На 127-й странице. Часть 2 (СИ)
«Боже мой!» — Тереза больше не хотела врать самой себе. Скрывать свои чувства за словами «может быть», «экстравагантный, но приятный», «достойный», «как в романе». Если бы кто-нибудь ей раньше сказал, что она будет с таким тайным наслаждением смотреть на это немолодое, с морщинками у глаз и рта лицо, она бы не поверила. Да, что там не поверила, сильно обиделась бы на сказавшего такую глупость. Сейчас эти морщинки ей казались такими, такими … Там в ресторане, сидя напротив Деклера, ей остро захотелось коснуться губами этих самых морщинок, а ее сердце при этом ухнуло куда-то вниз живота.

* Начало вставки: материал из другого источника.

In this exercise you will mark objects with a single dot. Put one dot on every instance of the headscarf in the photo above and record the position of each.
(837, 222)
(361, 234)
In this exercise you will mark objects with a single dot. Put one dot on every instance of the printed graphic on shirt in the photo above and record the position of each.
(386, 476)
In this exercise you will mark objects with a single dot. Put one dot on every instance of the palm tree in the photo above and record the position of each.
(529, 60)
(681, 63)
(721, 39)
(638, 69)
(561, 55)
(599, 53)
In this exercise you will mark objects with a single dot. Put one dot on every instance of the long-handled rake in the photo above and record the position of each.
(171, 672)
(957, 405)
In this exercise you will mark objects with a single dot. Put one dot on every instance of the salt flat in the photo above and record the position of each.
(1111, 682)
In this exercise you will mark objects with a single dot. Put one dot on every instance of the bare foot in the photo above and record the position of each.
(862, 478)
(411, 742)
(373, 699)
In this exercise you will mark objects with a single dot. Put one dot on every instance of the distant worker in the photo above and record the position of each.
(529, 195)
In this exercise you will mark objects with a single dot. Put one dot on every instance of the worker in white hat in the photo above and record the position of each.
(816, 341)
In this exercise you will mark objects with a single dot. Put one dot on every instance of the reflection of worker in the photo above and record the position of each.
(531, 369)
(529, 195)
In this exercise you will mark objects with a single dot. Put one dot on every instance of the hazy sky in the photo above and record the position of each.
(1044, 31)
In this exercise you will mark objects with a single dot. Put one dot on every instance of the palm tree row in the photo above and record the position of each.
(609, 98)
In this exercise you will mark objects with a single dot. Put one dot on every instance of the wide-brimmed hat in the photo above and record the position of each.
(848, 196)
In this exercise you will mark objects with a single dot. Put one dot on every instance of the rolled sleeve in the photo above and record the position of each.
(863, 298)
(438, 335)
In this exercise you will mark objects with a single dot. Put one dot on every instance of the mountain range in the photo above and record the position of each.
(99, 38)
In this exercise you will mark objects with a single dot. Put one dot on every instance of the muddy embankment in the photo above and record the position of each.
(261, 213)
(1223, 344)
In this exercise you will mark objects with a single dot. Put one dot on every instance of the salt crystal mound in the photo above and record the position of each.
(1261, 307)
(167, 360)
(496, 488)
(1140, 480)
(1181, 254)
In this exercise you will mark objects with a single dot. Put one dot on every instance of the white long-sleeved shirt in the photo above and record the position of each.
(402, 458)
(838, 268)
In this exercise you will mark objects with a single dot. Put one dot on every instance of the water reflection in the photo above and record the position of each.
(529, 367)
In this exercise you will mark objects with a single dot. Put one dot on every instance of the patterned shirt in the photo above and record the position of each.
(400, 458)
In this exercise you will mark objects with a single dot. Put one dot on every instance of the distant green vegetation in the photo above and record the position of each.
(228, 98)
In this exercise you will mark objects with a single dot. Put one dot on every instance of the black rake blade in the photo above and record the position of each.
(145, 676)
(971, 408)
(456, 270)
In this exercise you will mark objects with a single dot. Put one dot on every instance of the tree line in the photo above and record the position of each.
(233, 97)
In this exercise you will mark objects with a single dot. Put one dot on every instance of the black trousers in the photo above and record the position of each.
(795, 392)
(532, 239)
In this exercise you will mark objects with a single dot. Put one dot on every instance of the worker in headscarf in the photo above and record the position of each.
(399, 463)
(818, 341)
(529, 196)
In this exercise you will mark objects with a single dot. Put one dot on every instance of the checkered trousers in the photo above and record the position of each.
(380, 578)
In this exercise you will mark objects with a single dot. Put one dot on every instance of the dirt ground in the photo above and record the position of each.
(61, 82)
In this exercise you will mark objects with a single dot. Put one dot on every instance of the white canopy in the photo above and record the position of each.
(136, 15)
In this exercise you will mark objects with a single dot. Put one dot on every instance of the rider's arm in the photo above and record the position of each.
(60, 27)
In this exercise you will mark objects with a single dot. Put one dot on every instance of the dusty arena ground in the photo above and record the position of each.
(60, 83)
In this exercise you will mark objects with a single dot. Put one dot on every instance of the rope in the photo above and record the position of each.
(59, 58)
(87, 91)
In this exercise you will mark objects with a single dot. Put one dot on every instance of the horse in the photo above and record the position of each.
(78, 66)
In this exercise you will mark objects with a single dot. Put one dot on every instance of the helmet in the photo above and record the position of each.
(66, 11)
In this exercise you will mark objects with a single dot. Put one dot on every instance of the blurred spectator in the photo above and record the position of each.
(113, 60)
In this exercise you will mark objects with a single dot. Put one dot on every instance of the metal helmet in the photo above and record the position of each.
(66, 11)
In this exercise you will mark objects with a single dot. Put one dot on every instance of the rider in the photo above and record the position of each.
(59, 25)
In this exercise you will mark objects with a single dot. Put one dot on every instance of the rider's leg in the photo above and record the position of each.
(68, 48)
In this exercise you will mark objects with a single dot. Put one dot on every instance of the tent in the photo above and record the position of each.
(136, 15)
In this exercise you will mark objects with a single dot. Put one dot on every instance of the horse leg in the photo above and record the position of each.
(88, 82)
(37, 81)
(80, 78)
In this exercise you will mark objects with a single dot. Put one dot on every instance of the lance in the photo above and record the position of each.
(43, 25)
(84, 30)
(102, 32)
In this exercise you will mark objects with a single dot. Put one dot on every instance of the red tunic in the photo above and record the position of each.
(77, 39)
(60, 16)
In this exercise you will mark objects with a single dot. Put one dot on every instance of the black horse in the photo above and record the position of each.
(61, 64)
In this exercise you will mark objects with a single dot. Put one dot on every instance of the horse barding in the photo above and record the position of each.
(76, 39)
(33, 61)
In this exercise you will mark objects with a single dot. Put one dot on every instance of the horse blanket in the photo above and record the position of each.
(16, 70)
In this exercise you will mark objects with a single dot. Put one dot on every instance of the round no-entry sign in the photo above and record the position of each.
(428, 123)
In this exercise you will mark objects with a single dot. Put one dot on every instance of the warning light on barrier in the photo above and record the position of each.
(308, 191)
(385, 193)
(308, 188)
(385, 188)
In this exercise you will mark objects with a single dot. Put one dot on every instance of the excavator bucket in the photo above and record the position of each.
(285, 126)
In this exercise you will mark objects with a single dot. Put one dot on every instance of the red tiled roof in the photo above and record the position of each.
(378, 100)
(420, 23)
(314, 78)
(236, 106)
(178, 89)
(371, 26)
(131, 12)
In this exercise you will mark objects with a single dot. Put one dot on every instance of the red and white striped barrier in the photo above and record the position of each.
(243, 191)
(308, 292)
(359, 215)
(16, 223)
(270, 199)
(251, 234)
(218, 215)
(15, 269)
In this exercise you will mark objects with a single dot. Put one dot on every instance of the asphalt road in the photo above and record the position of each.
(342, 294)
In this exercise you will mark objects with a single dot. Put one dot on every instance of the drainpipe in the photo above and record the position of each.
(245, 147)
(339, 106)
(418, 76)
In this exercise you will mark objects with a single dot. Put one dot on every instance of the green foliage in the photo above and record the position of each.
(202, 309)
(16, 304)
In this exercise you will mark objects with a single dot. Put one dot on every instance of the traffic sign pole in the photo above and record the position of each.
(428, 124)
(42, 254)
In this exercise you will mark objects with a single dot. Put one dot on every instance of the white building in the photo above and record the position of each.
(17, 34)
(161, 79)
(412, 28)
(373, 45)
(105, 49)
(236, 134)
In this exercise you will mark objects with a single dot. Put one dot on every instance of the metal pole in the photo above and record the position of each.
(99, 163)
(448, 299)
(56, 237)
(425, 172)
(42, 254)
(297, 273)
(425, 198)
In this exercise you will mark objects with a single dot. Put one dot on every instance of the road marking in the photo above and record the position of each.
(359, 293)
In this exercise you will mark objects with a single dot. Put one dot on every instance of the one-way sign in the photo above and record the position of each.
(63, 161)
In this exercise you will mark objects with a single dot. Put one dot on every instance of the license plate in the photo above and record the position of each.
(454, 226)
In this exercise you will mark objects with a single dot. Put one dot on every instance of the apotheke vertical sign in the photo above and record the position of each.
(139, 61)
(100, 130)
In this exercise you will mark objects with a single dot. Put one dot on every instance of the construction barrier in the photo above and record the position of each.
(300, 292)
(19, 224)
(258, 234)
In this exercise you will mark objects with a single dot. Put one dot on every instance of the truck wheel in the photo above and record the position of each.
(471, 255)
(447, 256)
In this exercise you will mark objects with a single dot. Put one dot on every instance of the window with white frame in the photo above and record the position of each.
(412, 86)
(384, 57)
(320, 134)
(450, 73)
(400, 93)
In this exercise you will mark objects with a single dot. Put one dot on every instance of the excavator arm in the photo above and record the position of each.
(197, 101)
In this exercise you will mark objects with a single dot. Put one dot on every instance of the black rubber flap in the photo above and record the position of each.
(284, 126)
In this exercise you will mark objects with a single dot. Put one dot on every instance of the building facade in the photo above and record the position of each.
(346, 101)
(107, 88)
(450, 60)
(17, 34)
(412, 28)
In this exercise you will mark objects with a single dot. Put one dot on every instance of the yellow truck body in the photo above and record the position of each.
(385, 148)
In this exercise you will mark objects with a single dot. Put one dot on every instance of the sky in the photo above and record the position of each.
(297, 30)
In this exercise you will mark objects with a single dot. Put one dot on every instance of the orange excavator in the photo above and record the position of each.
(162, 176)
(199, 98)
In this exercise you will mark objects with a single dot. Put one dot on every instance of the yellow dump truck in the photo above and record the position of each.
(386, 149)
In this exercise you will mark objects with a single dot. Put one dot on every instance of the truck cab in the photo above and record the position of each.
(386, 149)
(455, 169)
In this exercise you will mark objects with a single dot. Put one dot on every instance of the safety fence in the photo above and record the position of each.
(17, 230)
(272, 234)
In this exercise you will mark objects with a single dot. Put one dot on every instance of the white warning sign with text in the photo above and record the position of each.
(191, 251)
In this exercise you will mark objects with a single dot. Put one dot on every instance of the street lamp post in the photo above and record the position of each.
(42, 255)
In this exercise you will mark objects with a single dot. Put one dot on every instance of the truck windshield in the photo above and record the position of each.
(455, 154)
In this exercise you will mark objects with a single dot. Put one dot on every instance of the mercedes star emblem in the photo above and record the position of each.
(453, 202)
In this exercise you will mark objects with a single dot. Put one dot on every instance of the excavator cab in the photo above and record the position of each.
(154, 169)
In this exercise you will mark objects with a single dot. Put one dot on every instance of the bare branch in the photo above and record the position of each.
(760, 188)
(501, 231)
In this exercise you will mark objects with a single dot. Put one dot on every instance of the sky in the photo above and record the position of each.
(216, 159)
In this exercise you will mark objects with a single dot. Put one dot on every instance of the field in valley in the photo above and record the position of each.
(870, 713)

«А этот чурбан ничего не заметил!» — подумала Тереза, но тут же отругала себя. — «Я — бесчувственная скотина. У человека трагедия, а я со своими поцелуями. Боже мой, какая я оказывается испорченная! Хуже Дженни!».
Трагичность событий происшедших вокруг Деклера, ее собственное печальное возвращение, которому еще предстояло развернуться в свою трагедию, обострило все чувства Терезы. Заставило ее взглянуть на мир по-другому, понять, как все быстро и безжалостно может измениться. Когда Деклер спросил ее, хочет ли она продолжать путешествие вокруг света, для нее это прозвучало, как «хочешь ли ты быть рядом со мной», а ее слово «да» — словно то «да», которое произносят перед алтарем в церкви. Но приличия…
«Черт бы побрал эти приличия!» — подумала Тереза и вытерла рукой слезу, появившуюся в уголке глаза. Приличия заставили отказаться от денег, которые прямо предложил этот невозможный человек.
«Все равно я ничего не могу поделать,» — подумала Тереза. Трагическая смерть жены Деклера надежно преграждала ей путь к предмету своей неожиданной любви. Ее неприязнь к этой русской авантюристке с ею смертью никуда не девалась. Даже уйдя из жизни, русская не подпускала Терезу к Деклеру.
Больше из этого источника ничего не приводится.